Currently, the plugins all come from a specific folder (subdirectory of where the main .py file is located). I would like to be able to have them elsewhere on disk, and instruct the program to look for plugins in a specific place. Can I do this, for one-off dynamic imports, in a cleaner way than modifying sys.path
? I don't want to pollute this global.
Related: can I count on sys.path[0]
being the path to the script, even if that differs from the current working directory (os.getcwd()
)?
EDIT: I forgot to mention - I want to be able to get plugins from several different folders, with the user specifying paths to plugin folders. Currently, each of these folders is set up as a package (with an __init__.py
); I can trivially scrap this if it causes a problem.
sys. path is a built-in variable within the sys module. It contains a list of directories that the interpreter will search in for the required module.
To undo the sys. path. append , you just need to remove that line from your script. Since the path is only modified for your current script and not system wide until you edit the PYTHONPATH .

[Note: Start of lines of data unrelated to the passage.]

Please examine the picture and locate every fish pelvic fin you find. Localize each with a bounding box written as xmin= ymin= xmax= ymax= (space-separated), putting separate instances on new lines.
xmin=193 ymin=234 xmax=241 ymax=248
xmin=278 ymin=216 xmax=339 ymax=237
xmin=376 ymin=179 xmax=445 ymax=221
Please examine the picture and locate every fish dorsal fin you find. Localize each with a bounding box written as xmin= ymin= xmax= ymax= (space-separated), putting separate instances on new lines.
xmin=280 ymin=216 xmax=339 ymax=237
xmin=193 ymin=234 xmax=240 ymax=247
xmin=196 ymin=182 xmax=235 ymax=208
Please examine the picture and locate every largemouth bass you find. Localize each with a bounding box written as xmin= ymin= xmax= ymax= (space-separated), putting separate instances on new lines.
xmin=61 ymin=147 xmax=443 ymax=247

In Python, you use the import keyword to make code in one module available in another. Imports in Python are important for structuring your code effectively. Using imports properly will make you more productive, allowing you to reuse code while keeping your projects maintainable.
This might seem weird, but you can modify a module's __path__
variable and then import from it. Then you're not messing with the global import space in sys.path.

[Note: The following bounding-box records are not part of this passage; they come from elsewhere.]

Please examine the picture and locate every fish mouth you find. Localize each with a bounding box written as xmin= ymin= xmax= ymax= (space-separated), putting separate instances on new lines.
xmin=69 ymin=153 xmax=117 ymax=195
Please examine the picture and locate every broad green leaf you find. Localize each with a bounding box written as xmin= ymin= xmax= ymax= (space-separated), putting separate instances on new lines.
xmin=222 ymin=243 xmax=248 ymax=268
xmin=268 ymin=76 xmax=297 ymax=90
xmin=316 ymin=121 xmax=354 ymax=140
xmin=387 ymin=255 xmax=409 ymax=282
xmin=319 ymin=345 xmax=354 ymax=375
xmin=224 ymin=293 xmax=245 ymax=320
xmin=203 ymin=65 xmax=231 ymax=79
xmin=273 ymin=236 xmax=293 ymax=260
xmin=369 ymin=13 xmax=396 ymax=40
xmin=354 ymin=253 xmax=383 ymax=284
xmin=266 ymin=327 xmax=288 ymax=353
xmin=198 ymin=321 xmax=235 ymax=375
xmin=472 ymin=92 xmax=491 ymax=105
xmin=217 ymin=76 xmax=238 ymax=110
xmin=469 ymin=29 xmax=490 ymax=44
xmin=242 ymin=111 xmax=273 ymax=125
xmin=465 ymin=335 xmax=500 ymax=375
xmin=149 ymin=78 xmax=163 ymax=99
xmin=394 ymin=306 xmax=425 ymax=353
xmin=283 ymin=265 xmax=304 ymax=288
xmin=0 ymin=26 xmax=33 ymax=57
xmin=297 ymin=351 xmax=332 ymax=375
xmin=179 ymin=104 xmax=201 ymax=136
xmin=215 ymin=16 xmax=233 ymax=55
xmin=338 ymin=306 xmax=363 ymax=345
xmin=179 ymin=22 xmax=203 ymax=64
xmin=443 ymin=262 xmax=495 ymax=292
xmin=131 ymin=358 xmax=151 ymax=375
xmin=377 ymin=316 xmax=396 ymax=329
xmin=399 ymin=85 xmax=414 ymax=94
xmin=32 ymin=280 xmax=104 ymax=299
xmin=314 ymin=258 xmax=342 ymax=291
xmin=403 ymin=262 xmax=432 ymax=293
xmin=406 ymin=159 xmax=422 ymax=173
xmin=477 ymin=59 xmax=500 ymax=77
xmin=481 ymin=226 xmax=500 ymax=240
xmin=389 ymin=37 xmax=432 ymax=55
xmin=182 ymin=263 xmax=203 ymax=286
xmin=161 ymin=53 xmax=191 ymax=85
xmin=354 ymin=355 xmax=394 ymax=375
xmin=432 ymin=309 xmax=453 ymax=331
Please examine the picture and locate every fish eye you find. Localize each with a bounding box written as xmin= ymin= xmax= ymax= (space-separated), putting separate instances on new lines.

Edit: If the directories are loaded at run time, then you don't need a plugins.py file to store them. You can create the module dynamically:
main.py:
#create the plugins module (pseudo-package)
import sys, os
sys.modules['plugins'] = plugins = type(sys)('plugins')
plugins.__path__ = []
for plugin_dir in ['plugins1', 'plugins2']:
path = os.path.join(sys.path[0], 'addons', plugin_dir)
plugins.__path__.append(path)
After creating the dynamic module, you can load the plugins as before, using either import_module
or __import__
:
from importlib import import_module
myplugins = []
for plugin in ['myplugin1', 'myplugin2']:
myplugins.append(import_module('plugins.' + plugin))
myplugins[-1].init()
##or using __import__:
myplugins = []
for plugin in ['myplugin1', 'myplugin2']:
myplugins.append(getattr(__import__('plugins.' + plugin), plugin))
myplugins[-1].init()
addons/plugins1/myplugin1.py:
def init():
print('myplugin1')
addons/plugins2/myplugin2.py:
def init():
print('myplugin2')
I've never used this, but it does work in both Python 2 & 3.